Połączenie modelu i poruszających się rzeczywistych postaci ludzkich powoduje, że iluzja pozostaje idealna nawet na ogromnym ekranie kinowym”.

„Warto wspomnieć, że w tej części znajduje się jedyna scena filmu nakręcona poza studiem: moment, w którym kluczowa małpa, Moon-Watcher, odkrywa możliwość wykorzystania kości jako narzędzia i jednocześnie broni. Trudno jednak powiedzieć, aby ekipa musiała daleko podróżować – scenę nakręcono na specjalnie przygotowanej platformie, dosłownie kilkadziesiąt metrów od studia Borenhamwood. Kubrick kręcił kluczowe ujęcie kamerą ustawioną pod niskim kątem, skierowaną w górę”.

„Kubrick był w rozmowie z Northem szczery i od razu zasygnalizował, że niezależnie od jego kompozycji, chciałby w filmie umieścić niektóre z utworów muzyki symfonicznej, jakie przez lata produkcji filmu wykorzystywał na planie. North zakończył właśnie pracę nad „Kto się boi Virginii Wolf” Mike′a Nicholsa – filmu, w którym muzyka grała w najlepszym razie drugie skrzypce przy wszechobecnych dialogach”.

„”Odyseja” okazała się projektem, który pochłonął 6 miesięcy intensywnych przygotowań ekipy, 5 miesięcy zdjęć z aktorami, półtorej roku pracy nad efektami specjalnymi i ponad 3 miesiące montażu”.

„Clarke i Kubrick uważali, że powieść i film doskonale się uzupełniają, będąc jednocześnie nierozerwalnie związane ze swoimi mediami – film Kubricka jest doświadczeniem przede wszystkim wizualnym, powieść Clarke′a ubiera abstrakcyjne myśli w odpowiednie słowa, prezentuje klucz do zrozumienia pewnych aspektów historii, więcej mówi. Clarke, pytany o przewagę jednego z mediów odpowiada: „Przeczytaj książkę, obejrzyj film, po czym powtarzaj cykl tyle razy, ile uznasz za stosowne”.

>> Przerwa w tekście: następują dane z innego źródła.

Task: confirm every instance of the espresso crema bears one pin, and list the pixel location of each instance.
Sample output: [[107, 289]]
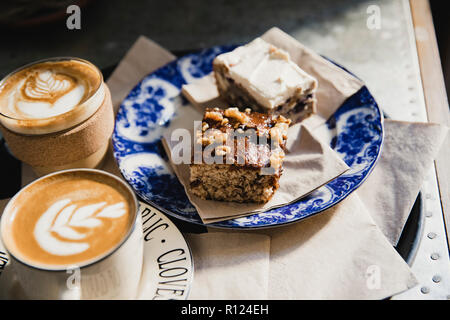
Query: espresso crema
[[50, 95], [68, 219]]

„Ale „Odyseja” zmieniła również oblicze kina w ogóle. Kubrick był jednym z najważniejszych twórców, którzy pokazali, że wykorzystanie muzyki w filmie może wykraczać daleko poza zwykłą rolę ilustracyjną – że w skali całego filmu muzyka może stać się równoprawnym narzędziem obok obrazu”.

„Kubrick przez sposób prezentacji położył również pomost między kinem awangardowym, eksperymentalnym, a hollywoodzką produkcją masową – otwarł niejako nowe horyzonty intelektualne przed nowym pokoleniem hollywoodzkich twórców”.

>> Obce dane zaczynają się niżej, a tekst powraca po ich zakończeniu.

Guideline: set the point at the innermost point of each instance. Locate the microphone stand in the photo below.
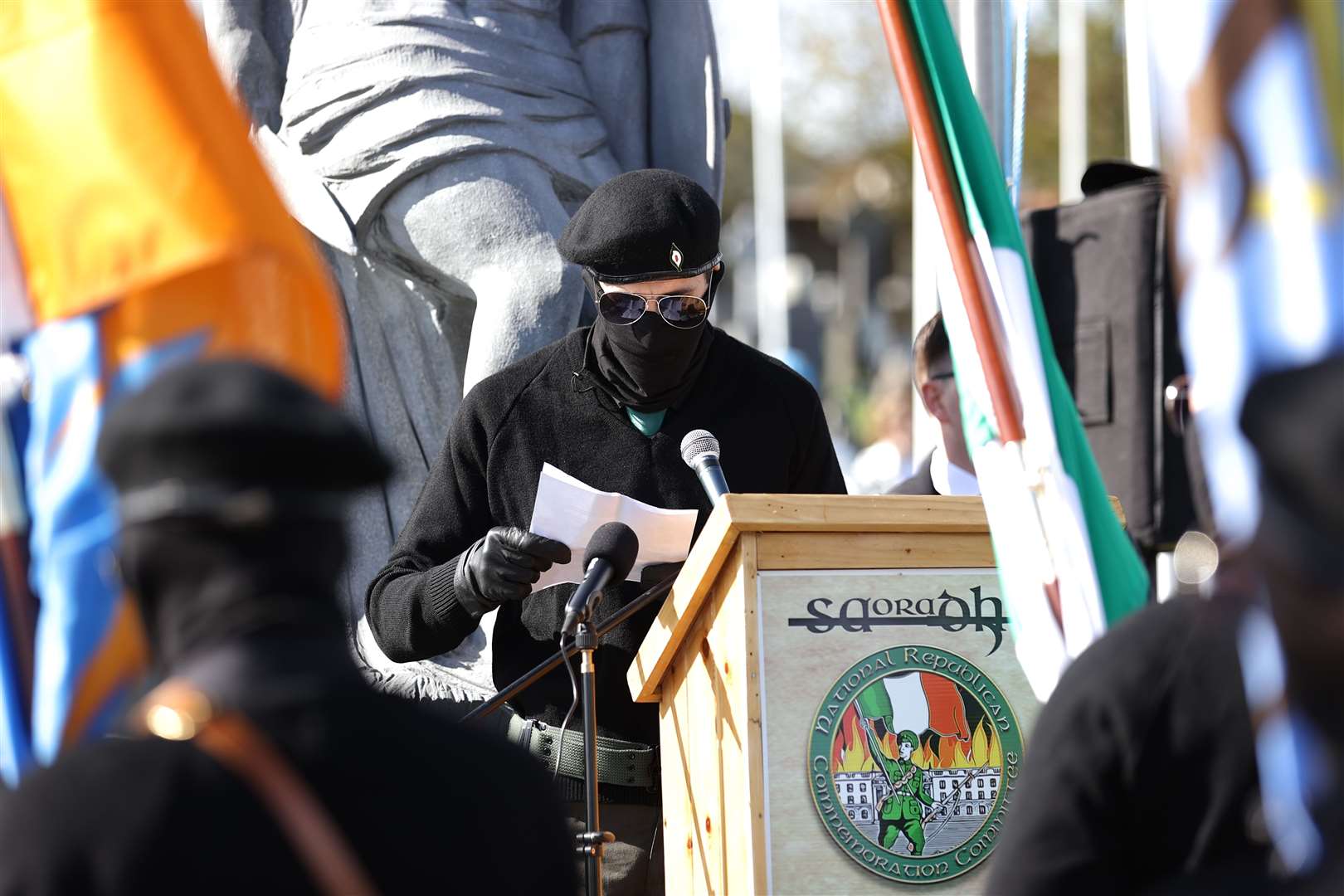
(593, 839)
(539, 670)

„Kubrick stał z boku całego ruchu Nowego Hollywood, jego filmy jednocześnie doskonale wpisywały się w wysoki poziom intelektualny nowych obrazów i inspirowały młodych filmowców do przekraczania kolejnych granic w zastałym systemie amerykańskiego kina. Kluczowi przedstawiciele Nowego Hollywood – Martin Scorsese, Francis Ford Coppola, Steven Spielberg, George Lucas czy Brian de Palma patrzyli na Kubricka jak na mistrza, który podbił hollywoodzki system walcząc o własną wolność realizacji artystycznej wizji, nie zgadzając się przy tym na wielkie kompromisy”.

„Dziś praktycznie nie ma poważnej listy kluczowych wydarzeń w historii kina, na której brak „2001: Odysei kosmicznej””.

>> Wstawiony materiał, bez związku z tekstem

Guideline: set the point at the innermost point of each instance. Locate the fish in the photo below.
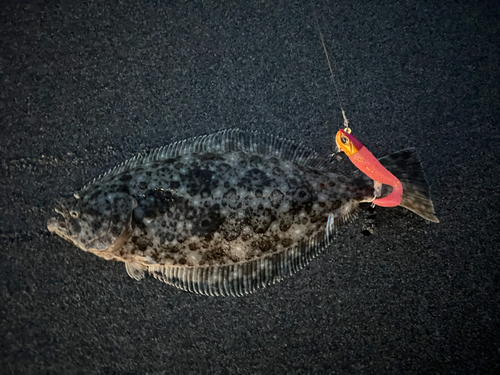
(225, 214)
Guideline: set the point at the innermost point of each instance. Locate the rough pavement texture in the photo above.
(86, 85)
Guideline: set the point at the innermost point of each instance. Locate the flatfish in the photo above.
(226, 213)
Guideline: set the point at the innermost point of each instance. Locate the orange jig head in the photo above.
(370, 166)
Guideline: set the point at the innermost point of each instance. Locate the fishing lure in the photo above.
(362, 158)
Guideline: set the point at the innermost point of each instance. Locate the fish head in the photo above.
(94, 222)
(347, 142)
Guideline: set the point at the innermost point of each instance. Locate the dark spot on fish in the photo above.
(333, 205)
(206, 193)
(95, 195)
(276, 197)
(125, 177)
(231, 194)
(210, 156)
(285, 225)
(255, 160)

„Kino, zwłaszcza kino filozoficzne, i to niezależnie od płaszczyka realizmu czy fantastyki, pokazuje nam stan ducha człowieka i to stan aktualny, dzisiejsze obawy i niepokoje”.

„”2001″ nadal fascynuje, wywołując wciąż dziwny podziw, dziwny namysł, pełen tych samych pytań, które zadawali sobie Kubrick i Clarke”.

Z tego artykułu nie dowiedziałem się niczego ponad to, czego bym przedtem nie wiedział o 2001: Odysei Kosmicznej.

Poza tym czyż wszystko musi być „kluczowe”? A poza tym jak może „muzyka grać drugie skrzypce”? A ponadto czyż rzeczywiście „Kubrick grał drugie skrzypce w stosunku do gwiazdy i motoru produkcji, Kirka Douglasa”?

Koń by się z takiego pisania uśmiał. Takież to jednak teraz (również o filmie) pisarstwo! Aż łza się w oku kręci, gdy przypomnę sobie… „Dziewięciu Gniewnych Ludzi”, którzy niegdyś oceniali i pisali, lecz jakże pisali, o filmie.

8 lutego 2018 r.

Ps.

Zapewne znowu ktoś mi zarzuci, że „się czepiam”. Ja jednak mam już dość bylejakości we współczesnym pisarstwie, w ogóle w Sztuce.

Tak jak kupienie oboju i „granie” na nim nie czyni ze mnie muzyka, tak „klikanie w komputer” przez tego i owego „zapełniacza papieru” (określenie Czesława Miłosza) nie czyni kogoś ani krytykiem filmowym, ani pisarzem.